You may reply that in those examples, there’s a societal interest countervailing the individual interest. We don’t want people to have to see your naughty bits, or hear your noise, or breathe your car’s emissions. But what about the laws requiring carbon monoxide detectors in my house? And what about the laws requiring me to wear a seat belt? And laws prohibiting me from ending my life? It’s hard to argue that society has a direct interest in those things.
Here’s another example. Suppose a person buys a dog. Unlike a soon-to-be-born baby, the dog is indisputably owned by its owner. The dog is legally the owner’s property.
Suppose further that the dog owner decides when the puppy is about eight months old that he doesn’t want a dog after all. It’s too much effort, too expensive, too constraining, too interfering with the owner’s dating life, and too limiting on the travel that’s necessary for the owner’s career.
Note that there’s an alternative for a dog owner who changes his mind. He can bring the dog to the animal shelter where another person can adopt it.
Should the owner be allowed instead to slice and dice the dog with a machete and vacuum up the pieces, as we do with a fetus in a dilatation and extraction abortion?
After all, my dog, my choice. And after all, a dog is not a human being, is it?
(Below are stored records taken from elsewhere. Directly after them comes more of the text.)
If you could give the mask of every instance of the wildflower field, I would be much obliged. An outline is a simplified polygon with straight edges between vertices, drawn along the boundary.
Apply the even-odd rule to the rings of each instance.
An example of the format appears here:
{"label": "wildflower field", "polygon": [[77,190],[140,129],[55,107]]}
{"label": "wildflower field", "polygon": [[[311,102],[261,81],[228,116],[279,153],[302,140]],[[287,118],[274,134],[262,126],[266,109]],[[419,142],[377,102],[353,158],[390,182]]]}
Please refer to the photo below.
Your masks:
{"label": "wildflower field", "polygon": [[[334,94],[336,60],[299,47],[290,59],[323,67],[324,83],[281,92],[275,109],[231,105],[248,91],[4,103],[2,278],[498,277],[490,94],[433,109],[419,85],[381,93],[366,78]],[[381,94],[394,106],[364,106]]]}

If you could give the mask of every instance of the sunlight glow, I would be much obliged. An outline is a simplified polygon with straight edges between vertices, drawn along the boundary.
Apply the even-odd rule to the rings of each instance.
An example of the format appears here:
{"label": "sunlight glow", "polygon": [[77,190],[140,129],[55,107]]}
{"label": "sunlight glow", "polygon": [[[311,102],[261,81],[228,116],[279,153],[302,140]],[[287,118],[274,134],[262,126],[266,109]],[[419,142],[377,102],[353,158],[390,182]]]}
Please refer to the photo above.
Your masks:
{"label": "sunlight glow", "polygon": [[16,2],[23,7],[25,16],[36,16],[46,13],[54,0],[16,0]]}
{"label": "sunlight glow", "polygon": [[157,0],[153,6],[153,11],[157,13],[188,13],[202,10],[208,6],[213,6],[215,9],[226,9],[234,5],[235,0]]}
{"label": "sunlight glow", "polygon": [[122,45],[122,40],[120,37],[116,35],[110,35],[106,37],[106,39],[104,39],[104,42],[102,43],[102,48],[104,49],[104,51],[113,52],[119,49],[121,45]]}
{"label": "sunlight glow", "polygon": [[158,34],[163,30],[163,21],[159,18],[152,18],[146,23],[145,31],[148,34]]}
No, we don’t allow that, and we shouldn’t. The reason we don’t allow that is that we’re not barbarians. We don’t have public executions either.
So, the abortion-on-demand crowd is left with the position that dogs have more right to life than 8-month-old unborn babies. Really?
There’s ownership and there’s ownership. What you “own” is not determinative of what you’re allowed to do with it. Society has a legitimate interest in regulating activities that lessen us as a culture.
After that little rant, you might assume I’m an abortion abolitionist. I’m not. I see it as the most difficult political/social/moral/legal issue of our time. I firmly believe the Supreme Court was right in deciding in an exercise of judicial modesty that it’s not a decision for them but for the people. As one of those people, I would favor state legislation that bars abortion in most instances after 15 weeks, as they do in most of Europe and all of Mississippi, but not before.
In that, I think I’m balancing legitimate and even a few illegitimate interests of a mother against legitimate interests of society and legitimate interests of the living creature within her womb. I recognize that others may reach a different balance. That’s why this is a decision for the people, not the judges.
It’s complicated. Saying that a fertilized egg is a human being like you and me that is entitled to all the protections of one, and so “abortion is murder,” does no more to illuminate the discussion than saying “My body, my choice.” Let’s get beyond sloganeering.